The ECB will keep its main refinancing rate at a record low of 1 percent at its meeting today, according to all 58 analysts surveyed by Bloomberg News. Policy makers have cut the benchmark interest rate, flooded banks with cash and started buying 60 billion euros ($86 billion) of covered bonds to revive lending.

U.S. Jobs

The yen appreciated versus the euro yesterday as the payroll report from ADP Employer Services highlighted the risk that consumer spending, which accounts for 70 percent of the U.S. economy, may be slow to gain traction in coming months.

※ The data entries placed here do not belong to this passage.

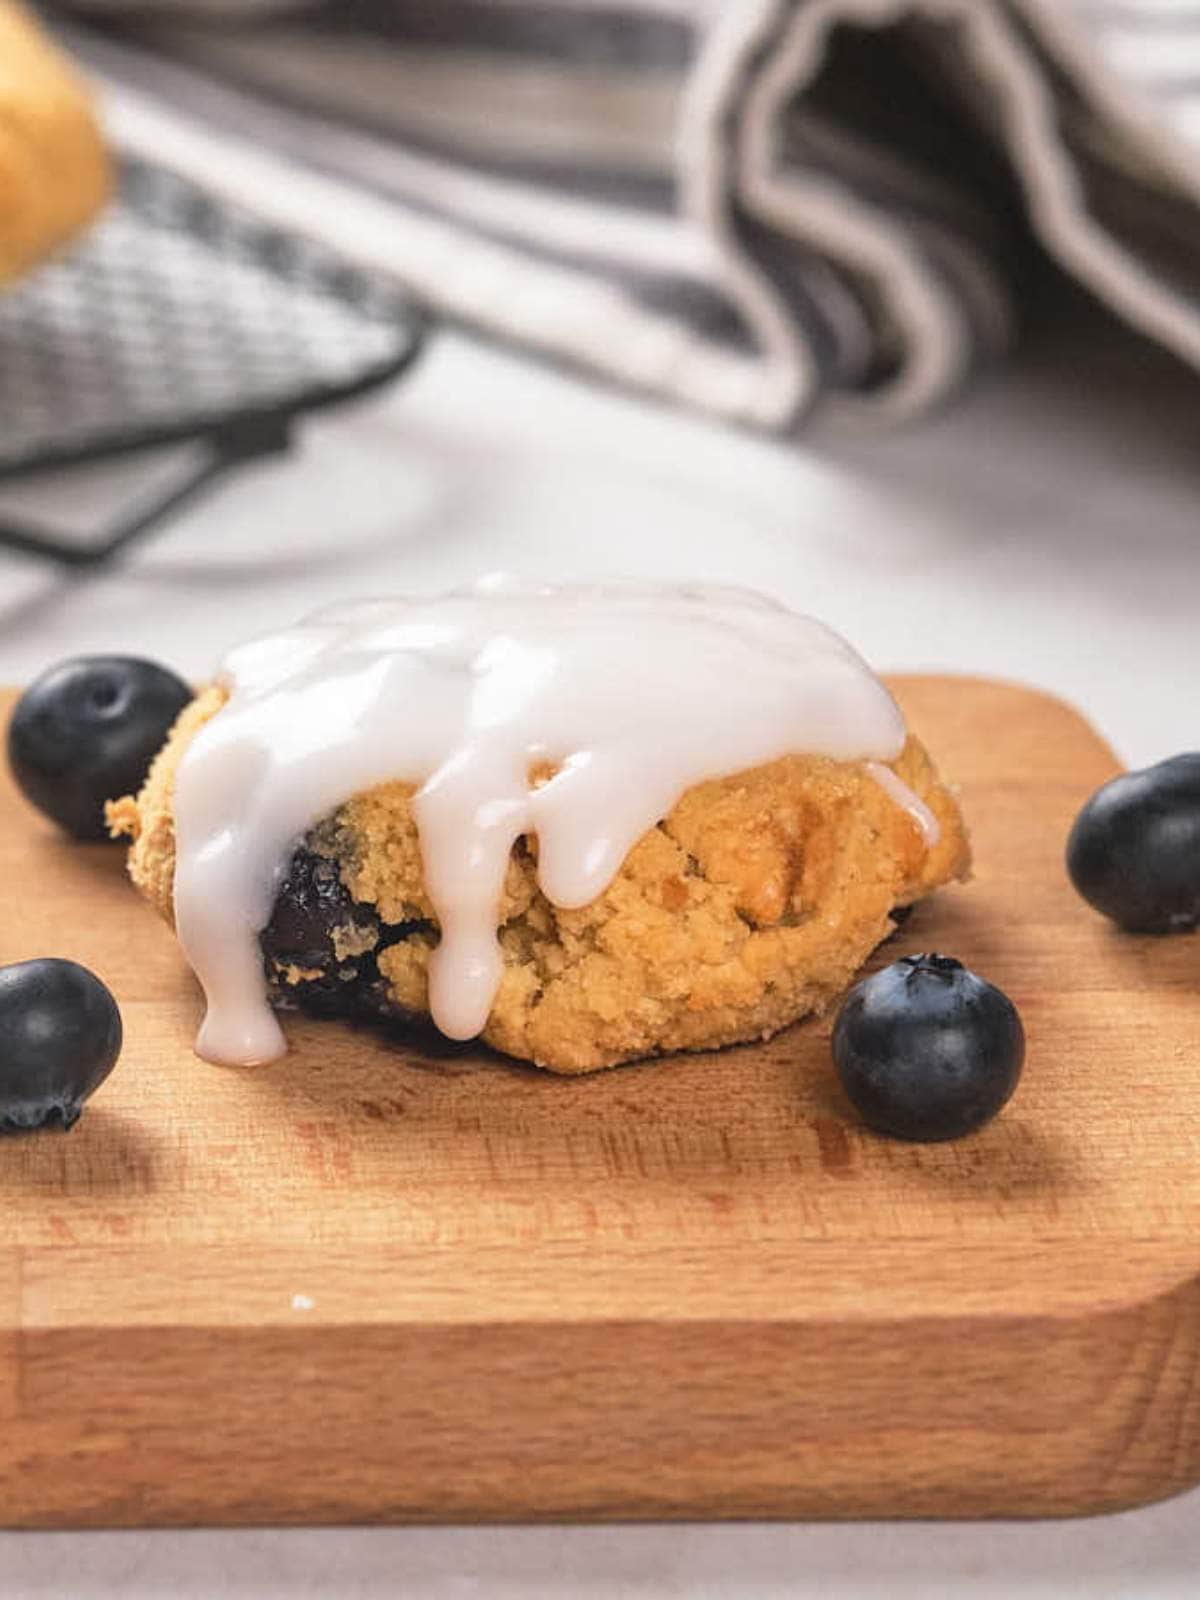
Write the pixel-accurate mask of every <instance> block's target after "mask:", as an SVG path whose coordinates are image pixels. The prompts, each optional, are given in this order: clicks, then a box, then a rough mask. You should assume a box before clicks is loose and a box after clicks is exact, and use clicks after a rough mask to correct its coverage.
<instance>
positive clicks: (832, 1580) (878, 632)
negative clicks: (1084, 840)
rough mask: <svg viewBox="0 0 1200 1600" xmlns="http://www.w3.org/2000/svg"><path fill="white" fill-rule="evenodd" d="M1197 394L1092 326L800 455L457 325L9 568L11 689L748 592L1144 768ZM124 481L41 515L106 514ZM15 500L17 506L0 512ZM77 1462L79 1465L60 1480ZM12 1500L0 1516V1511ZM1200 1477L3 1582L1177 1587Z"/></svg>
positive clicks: (1180, 650) (991, 1594) (39, 1592)
mask: <svg viewBox="0 0 1200 1600" xmlns="http://www.w3.org/2000/svg"><path fill="white" fill-rule="evenodd" d="M1198 419H1200V382H1197V381H1195V379H1192V378H1190V376H1187V374H1184V373H1181V371H1178V370H1174V368H1173V366H1170V365H1168V363H1166V362H1165V360H1162V358H1160V357H1157V355H1155V354H1154V352H1150V350H1146V349H1144V347H1141V346H1138V344H1134V342H1133V341H1131V339H1126V338H1123V336H1120V334H1117V333H1115V331H1110V330H1107V328H1106V326H1104V325H1101V323H1099V320H1093V322H1086V323H1085V326H1083V328H1082V330H1078V328H1077V330H1074V331H1072V333H1070V334H1067V333H1066V331H1064V333H1061V334H1059V336H1056V338H1054V339H1051V341H1050V342H1048V344H1043V346H1042V349H1040V354H1038V357H1037V358H1035V360H1034V362H1027V363H1026V365H1024V370H1021V371H1016V373H1013V374H1008V376H1005V378H1003V379H995V381H994V382H992V384H989V386H986V387H984V389H981V390H976V394H973V395H971V397H968V398H966V402H965V403H962V405H960V406H958V408H957V410H955V411H954V413H950V414H947V416H946V418H942V419H938V421H934V422H930V424H925V426H923V427H922V429H918V430H912V432H909V434H907V435H893V437H885V438H875V437H872V438H861V440H854V442H848V440H845V438H840V440H821V442H818V440H806V442H805V443H803V445H798V446H795V445H794V446H786V445H778V443H771V442H763V440H758V438H750V437H739V435H736V434H731V432H726V430H720V429H715V427H710V426H707V424H704V422H701V421H694V419H688V418H680V416H672V414H669V413H664V411H658V410H653V408H650V406H643V405H638V403H634V402H629V400H624V398H619V397H614V395H608V394H598V392H595V390H590V389H586V387H584V386H581V384H578V382H574V381H573V379H570V378H565V376H558V374H554V373H547V371H544V370H538V368H533V366H528V365H525V363H523V362H520V360H517V358H514V357H510V355H501V354H496V352H491V350H485V349H480V347H477V346H472V344H469V342H466V341H464V339H459V338H450V336H443V338H442V339H438V341H437V344H435V347H434V349H430V352H429V355H427V358H426V362H424V363H422V365H421V368H419V370H418V373H416V374H414V376H413V378H411V379H410V381H408V382H405V384H402V386H400V387H397V389H395V390H392V392H389V394H386V395H384V397H376V398H373V400H371V402H366V403H358V405H357V406H354V408H352V410H349V408H347V410H344V411H341V413H336V414H330V416H326V418H323V419H322V421H317V422H312V424H309V426H306V429H304V434H302V442H301V450H299V453H298V454H294V456H291V458H288V459H280V461H275V462H270V464H266V466H261V467H256V469H251V470H246V472H245V474H242V477H240V478H238V480H237V482H235V483H232V485H230V486H227V488H224V490H221V491H219V493H218V494H216V496H214V498H211V499H208V501H205V502H203V504H197V506H195V507H194V509H192V510H190V512H187V514H184V515H181V518H179V520H178V522H176V523H173V525H171V526H170V528H168V530H165V531H163V533H160V534H157V536H155V538H154V539H152V541H150V542H147V546H146V547H144V549H141V550H138V552H136V554H133V555H131V558H130V560H128V563H126V565H125V566H122V568H120V570H115V571H114V573H112V574H110V576H104V578H86V579H83V581H80V579H74V578H62V576H59V574H56V573H51V571H46V570H45V568H42V566H38V565H37V563H34V562H30V560H26V558H18V557H11V555H0V680H18V682H19V680H24V678H27V677H29V675H30V674H34V672H37V670H38V669H42V667H43V666H46V664H48V662H51V661H54V659H58V658H61V656H64V654H75V653H80V651H93V650H133V651H142V653H147V654H154V656H158V658H162V659H165V661H170V662H173V664H174V666H176V667H179V669H181V670H184V672H187V674H194V675H202V674H205V672H206V670H208V669H210V667H211V666H213V662H214V661H216V658H218V656H219V653H221V651H222V650H224V648H226V646H227V645H229V643H232V642H234V640H238V638H243V637H246V635H248V634H251V632H254V630H258V629H262V627H269V626H275V624H278V621H280V618H283V616H290V614H298V613H302V611H304V610H307V608H312V606H315V605H318V603H323V602H328V600H333V598H339V597H344V595H355V594H363V592H381V590H395V589H434V587H442V586H445V584H448V582H453V581H461V579H466V578H470V576H475V574H478V573H480V571H485V570H493V568H501V566H502V568H509V570H512V571H522V573H536V574H547V576H570V574H576V576H582V574H600V573H642V574H677V576H688V578H698V576H699V578H706V579H725V581H733V582H747V584H754V586H757V587H762V589H766V590H773V592H776V594H779V595H781V597H782V598H786V600H789V602H790V603H794V605H798V606H802V608H805V610H811V611H814V613H816V614H819V616H822V618H824V619H827V621H829V622H832V624H834V626H835V627H838V629H840V630H842V632H845V634H846V635H848V637H850V638H851V640H853V642H854V643H856V645H858V646H859V648H861V650H862V651H864V654H866V656H867V658H869V659H870V661H872V664H875V666H877V667H880V669H882V670H923V669H934V670H950V672H968V674H970V672H978V674H992V675H1002V677H1008V678H1019V680H1024V682H1029V683H1035V685H1040V686H1043V688H1046V690H1051V691H1054V693H1058V694H1062V696H1066V698H1069V699H1072V701H1075V702H1077V704H1078V706H1082V707H1083V709H1085V710H1086V712H1088V714H1090V717H1091V718H1093V722H1094V723H1096V725H1098V726H1099V728H1101V730H1102V731H1104V733H1106V734H1107V736H1109V739H1110V741H1112V742H1114V746H1115V747H1117V749H1118V752H1120V754H1122V755H1123V757H1125V758H1126V760H1128V762H1131V763H1142V762H1149V760H1155V758H1158V757H1162V755H1168V754H1174V752H1176V750H1179V749H1186V747H1190V749H1195V747H1197V746H1198V744H1200V731H1198V730H1197V715H1195V682H1197V669H1198V667H1200V626H1198V624H1200V514H1198V509H1197V507H1198V490H1200V456H1198V453H1197V434H1198V432H1200V421H1198ZM109 493H110V483H106V482H101V478H99V477H91V478H90V480H88V482H86V483H85V485H83V486H75V488H70V486H67V485H62V483H54V485H50V486H48V488H46V491H45V493H42V494H26V496H22V506H24V507H26V509H29V507H30V506H34V504H37V502H40V504H42V506H43V507H45V506H46V504H50V502H54V504H56V507H58V509H59V510H64V509H72V507H74V510H75V512H80V514H82V515H83V517H85V518H88V517H94V515H96V512H98V510H99V509H101V507H102V504H104V502H106V498H109ZM13 504H14V496H13V494H11V493H6V494H5V496H0V515H3V512H5V510H6V509H8V507H11V506H13ZM69 1470H75V1469H69ZM0 1517H2V1509H0ZM1198 1568H1200V1493H1197V1494H1190V1496H1186V1498H1182V1499H1178V1501H1174V1502H1171V1504H1166V1506H1162V1507H1154V1509H1149V1510H1144V1512H1134V1514H1128V1515H1125V1517H1117V1518H1104V1520H1093V1522H1082V1523H1040V1525H1018V1526H1013V1525H998V1523H994V1525H928V1523H922V1525H885V1523H880V1525H875V1523H859V1525H845V1526H795V1525H774V1526H771V1525H762V1526H750V1525H730V1526H707V1528H701V1526H678V1528H677V1526H651V1528H526V1530H522V1528H507V1530H482V1528H475V1530H373V1531H366V1530H328V1531H286V1533H285V1531H280V1533H128V1534H126V1533H122V1534H0V1595H5V1597H16V1595H21V1597H26V1595H29V1597H35V1595H37V1597H50V1595H62V1597H70V1600H93V1597H96V1600H99V1597H115V1595H122V1597H126V1600H139V1597H152V1595H154V1597H158V1595H168V1594H170V1595H178V1597H192V1595H195V1597H203V1600H219V1597H226V1595H227V1597H242V1595H245V1597H250V1595H253V1597H256V1600H269V1597H274V1595H306V1597H307V1595H312V1597H315V1595H322V1597H325V1595H328V1597H336V1600H358V1597H376V1595H379V1597H382V1595H421V1597H435V1600H442V1597H466V1595H480V1597H488V1600H506V1597H523V1600H525V1597H542V1595H562V1597H566V1595H571V1597H576V1595H581V1597H597V1600H598V1597H610V1595H611V1597H616V1595H621V1597H630V1600H632V1597H638V1600H650V1597H654V1600H658V1597H683V1595H686V1597H696V1600H709V1597H730V1600H734V1597H736V1600H760V1597H763V1600H765V1597H784V1595H789V1597H797V1595H813V1597H816V1595H821V1597H830V1600H850V1597H880V1600H882V1597H888V1600H909V1597H912V1600H917V1597H920V1600H930V1597H941V1595H947V1597H950V1595H952V1597H955V1600H973V1597H984V1595H987V1597H992V1595H995V1597H1002V1595H1003V1597H1010V1595H1014V1594H1019V1595H1022V1597H1043V1595H1045V1597H1051V1595H1053V1597H1069V1595H1086V1597H1088V1600H1109V1597H1117V1595H1120V1597H1126V1595H1128V1597H1133V1595H1139V1597H1162V1600H1165V1597H1174V1595H1179V1597H1182V1595H1189V1597H1190V1595H1194V1594H1195V1584H1197V1579H1195V1576H1194V1574H1195V1573H1197V1570H1198Z"/></svg>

Companies eliminated 298,000 workers in August after a revised drop of 360,000 in the previous month, ADP reported yesterday. The median forecast of 32 economists surveyed by Bloomberg News was for a decrease of 250,000.

“If the fears over the consumer sector elevate and elevate swiftly, that could lead to a bit of equity capitulation, which translates to favorable dollar and yen movements as long as we’re in a risk-relevant environment,” said Jessica Hoversen, a fixed-income and foreign-exchange analyst in Chicago at MF Global Ltd., a brokerage firm.

Employers in the U.S. cut 230,000 workers last month, the smallest decline in a year, according to a separate Bloomberg survey of economists before the Labor Department’s payroll report tomorrow. The unemployment rate is expected to increase to 9.5 percent.

Japan’s Ministry of Finance may say tomorrow that Japanese companies cut capital spending, excluding software, by 23.0 percent in the second quarter, following a 25.3 percent decrease in the previous quarter, another Bloomberg survey showed.